Before the era of electronic gadgets and video games, kids used to entertain themselves with mechanical toys. One such toy was the balsa wood airplane powered by a rubber band-driven propeller. The plane was designed around the most basic principles of physics and aeronautics.
Anyone who remembers the rubber band airplane is familiar with the concept of potential energy. That same concept is now being applied to making mechanically powered devices with carbon fibers. Research is still in its preliminary stages, but the potential is there.
More About Potential Energy
To understand the research in question, one must first understand potential energy. Potential energy is best understood with a rubber band airplane model. Turning the propeller of such a plane causes the rubber band to twist in place. Release the propeller and it begins to spin as the rubber band unwinds. This is all due to potential energy.
The force necessary to wind the rubber band is stored in the rubber band as energy. Keeping the propeller locked in place forces the energy to remain in storage. Yet that energy has potential; it can do some work if it is released. That work is powering the plane’s propeller.
Potential energy is essentially stored energy that exists as a result of deforming a particular material. The energy is produced by way of the force needed to deform the material. Yet the material wants to return to its natural shape. To do so, it must release that stored energy.
Twisting Carbon Fibers
As for the previously mentioned research, it is currently ongoing in Australia. Researchers are studying carbon fibers and their potential for storing energy if twisted together like a rubber band. Their research is showing incredibly good results thus far.
Carbon fibers are fibers made of carbon molecules that have been forced to align in an end-to-end structure through the application of high heat. To keep things as simple as possible, imagine a super small thread made of carbon, a thread with properties similar to a polyester or cotton thread.
The engineers at Salt Lake City’s Rock West Composites explain that this is what carbon fiber products really are. Virgin fibers are spun together to make threads – or carbon fiber tow as it is known in the industry – which can then be utilized to make fabrics or ‘yarns’, if you will.
Combining several of these threads in a bundle and then twisting that bundle creates a situation very similar to twisting a rubber band using a toy plane propeller. You get potential energy that can do work once released.
Artificial Carbon Fiber Muscles
One area now being looked at is creating artificial muscles with carbon fibers. The idea is to bundle and twist the fibers to create artificial muscle tissue that is mechanically powered. In theory, it is possible to create an artificial muscle that doesn’t require an exterior electrical charge or a chemical reaction (battery) to work. The simple act of moving the muscle back and forth would utilize potential energy as the muscle fibers are continually twisted and released.

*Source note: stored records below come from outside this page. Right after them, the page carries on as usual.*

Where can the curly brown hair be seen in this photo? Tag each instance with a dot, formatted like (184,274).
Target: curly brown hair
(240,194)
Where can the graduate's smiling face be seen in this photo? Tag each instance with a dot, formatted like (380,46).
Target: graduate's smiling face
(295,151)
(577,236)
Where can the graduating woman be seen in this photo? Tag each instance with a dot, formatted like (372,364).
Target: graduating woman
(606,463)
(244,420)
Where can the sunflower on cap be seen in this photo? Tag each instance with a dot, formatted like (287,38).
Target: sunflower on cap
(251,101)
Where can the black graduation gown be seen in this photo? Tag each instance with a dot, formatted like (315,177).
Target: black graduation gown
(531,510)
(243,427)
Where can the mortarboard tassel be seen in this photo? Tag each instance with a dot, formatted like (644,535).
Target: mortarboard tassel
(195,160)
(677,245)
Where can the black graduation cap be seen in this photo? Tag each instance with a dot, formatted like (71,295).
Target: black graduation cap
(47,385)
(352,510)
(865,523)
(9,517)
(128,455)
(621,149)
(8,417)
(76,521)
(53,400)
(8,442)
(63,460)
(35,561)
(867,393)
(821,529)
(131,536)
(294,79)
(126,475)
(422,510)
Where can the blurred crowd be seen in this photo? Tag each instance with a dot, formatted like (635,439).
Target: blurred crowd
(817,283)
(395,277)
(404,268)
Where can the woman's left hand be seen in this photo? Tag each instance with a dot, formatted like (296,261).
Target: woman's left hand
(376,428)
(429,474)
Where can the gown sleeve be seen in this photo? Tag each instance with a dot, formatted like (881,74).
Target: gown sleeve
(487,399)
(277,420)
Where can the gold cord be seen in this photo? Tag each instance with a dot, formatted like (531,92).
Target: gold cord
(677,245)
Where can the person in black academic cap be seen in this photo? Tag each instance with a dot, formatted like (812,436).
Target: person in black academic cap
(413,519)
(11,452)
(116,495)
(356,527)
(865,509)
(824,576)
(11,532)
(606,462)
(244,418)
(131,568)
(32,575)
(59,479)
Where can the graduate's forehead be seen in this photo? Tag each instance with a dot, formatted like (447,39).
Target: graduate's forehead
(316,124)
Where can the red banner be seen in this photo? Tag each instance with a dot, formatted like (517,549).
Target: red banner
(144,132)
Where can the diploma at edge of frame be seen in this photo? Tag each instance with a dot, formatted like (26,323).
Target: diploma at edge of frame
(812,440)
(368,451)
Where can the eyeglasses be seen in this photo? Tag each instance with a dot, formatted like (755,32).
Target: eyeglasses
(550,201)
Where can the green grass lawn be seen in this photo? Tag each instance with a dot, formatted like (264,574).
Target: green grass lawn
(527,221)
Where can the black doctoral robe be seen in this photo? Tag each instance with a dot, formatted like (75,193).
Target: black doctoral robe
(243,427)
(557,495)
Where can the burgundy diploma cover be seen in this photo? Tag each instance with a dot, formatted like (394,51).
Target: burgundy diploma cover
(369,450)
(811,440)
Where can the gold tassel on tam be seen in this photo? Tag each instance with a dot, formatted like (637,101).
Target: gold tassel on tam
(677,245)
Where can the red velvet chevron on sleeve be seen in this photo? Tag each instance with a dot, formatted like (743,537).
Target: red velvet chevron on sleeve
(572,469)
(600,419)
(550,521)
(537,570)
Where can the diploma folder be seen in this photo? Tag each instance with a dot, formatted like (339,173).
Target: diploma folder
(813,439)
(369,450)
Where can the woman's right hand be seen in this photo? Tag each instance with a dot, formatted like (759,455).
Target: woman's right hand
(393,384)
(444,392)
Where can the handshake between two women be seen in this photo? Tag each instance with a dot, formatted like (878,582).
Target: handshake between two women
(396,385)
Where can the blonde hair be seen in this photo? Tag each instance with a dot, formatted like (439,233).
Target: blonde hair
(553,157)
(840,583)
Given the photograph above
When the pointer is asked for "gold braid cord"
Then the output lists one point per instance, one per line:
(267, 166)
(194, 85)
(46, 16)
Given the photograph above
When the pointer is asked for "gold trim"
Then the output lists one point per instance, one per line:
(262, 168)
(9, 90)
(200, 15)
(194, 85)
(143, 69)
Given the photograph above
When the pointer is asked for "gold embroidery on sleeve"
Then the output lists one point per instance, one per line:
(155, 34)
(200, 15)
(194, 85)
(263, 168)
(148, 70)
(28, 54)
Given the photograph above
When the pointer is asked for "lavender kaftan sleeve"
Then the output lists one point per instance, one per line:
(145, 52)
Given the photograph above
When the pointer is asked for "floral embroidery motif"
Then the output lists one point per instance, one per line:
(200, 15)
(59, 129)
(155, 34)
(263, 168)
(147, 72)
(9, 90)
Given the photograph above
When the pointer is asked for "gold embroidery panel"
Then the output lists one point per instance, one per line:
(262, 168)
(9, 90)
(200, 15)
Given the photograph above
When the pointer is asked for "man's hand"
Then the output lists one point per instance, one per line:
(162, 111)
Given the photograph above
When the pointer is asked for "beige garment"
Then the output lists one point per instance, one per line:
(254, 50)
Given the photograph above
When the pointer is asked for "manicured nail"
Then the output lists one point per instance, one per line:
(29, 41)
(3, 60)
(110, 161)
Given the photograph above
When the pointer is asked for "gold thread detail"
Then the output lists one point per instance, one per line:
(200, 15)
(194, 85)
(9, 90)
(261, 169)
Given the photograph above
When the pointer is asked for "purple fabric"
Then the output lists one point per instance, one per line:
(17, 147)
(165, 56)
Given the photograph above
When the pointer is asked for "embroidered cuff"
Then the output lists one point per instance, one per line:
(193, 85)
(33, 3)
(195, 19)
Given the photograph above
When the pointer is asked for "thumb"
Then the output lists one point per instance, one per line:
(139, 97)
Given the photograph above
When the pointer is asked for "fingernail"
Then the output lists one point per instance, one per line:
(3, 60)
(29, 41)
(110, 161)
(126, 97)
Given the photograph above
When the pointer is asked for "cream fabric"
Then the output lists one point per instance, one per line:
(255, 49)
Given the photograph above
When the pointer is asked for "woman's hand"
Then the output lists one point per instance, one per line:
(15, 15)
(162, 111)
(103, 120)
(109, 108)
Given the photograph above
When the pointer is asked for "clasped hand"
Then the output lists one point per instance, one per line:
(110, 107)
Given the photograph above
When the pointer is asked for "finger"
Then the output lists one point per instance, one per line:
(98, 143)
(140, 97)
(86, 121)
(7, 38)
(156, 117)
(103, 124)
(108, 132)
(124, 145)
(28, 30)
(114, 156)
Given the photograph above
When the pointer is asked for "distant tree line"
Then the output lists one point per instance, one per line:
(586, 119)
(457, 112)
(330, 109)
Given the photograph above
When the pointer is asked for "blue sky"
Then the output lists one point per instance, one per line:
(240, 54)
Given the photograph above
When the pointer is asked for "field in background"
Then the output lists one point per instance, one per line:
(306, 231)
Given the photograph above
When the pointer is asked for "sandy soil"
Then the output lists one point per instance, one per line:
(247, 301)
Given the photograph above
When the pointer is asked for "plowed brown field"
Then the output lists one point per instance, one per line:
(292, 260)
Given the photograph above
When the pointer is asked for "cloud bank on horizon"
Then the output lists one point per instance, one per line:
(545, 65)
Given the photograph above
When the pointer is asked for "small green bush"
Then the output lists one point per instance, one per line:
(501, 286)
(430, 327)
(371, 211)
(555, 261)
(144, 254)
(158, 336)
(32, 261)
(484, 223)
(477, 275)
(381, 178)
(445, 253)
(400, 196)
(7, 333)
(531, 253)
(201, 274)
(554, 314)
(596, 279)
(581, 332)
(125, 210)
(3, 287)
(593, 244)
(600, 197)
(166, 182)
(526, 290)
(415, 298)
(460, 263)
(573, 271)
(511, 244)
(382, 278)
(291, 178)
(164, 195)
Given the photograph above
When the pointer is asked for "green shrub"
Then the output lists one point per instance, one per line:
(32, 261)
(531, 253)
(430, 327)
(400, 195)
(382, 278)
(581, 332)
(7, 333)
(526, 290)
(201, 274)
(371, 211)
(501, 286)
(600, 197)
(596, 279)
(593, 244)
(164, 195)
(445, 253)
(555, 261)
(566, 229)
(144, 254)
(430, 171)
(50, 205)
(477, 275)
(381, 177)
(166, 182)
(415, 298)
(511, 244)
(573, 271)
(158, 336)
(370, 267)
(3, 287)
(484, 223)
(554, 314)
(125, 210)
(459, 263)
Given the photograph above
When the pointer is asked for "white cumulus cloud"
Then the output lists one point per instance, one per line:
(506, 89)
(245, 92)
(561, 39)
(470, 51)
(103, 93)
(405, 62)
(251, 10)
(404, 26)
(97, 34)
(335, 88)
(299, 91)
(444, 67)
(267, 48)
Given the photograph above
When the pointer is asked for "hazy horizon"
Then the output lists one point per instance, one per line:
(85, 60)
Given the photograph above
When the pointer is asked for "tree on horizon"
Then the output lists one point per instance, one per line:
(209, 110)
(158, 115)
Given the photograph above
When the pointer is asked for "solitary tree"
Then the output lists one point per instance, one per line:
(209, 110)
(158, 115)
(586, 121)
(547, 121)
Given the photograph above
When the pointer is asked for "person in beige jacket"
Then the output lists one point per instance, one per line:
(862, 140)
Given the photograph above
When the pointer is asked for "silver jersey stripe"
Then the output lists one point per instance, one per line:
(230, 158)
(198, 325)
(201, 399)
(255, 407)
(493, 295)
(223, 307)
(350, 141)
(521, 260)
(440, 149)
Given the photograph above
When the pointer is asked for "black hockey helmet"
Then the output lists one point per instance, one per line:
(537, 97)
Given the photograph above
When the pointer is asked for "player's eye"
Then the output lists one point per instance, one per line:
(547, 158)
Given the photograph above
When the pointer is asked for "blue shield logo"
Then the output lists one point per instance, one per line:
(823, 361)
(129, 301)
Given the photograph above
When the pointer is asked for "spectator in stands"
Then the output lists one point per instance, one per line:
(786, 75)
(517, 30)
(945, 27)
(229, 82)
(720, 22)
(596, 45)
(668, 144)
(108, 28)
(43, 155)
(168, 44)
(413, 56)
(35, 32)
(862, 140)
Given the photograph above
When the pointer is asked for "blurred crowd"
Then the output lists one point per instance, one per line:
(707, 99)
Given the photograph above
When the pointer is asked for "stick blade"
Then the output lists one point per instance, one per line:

Imagine the possibilities if this research proves to be everything it is hoped to be. Mechanically powered artificial muscles could change the medical industry dramatically. It could mean a whole new life to people currently living with paralysis. Artificial muscles could help the aging, the injured, etc.
Potential energy is a concept science has known about for generations. Today, scientists are applying the fundamental concepts of potential energy in new and exciting ways that stand to benefit humanity beyond anything we could have previously imagined.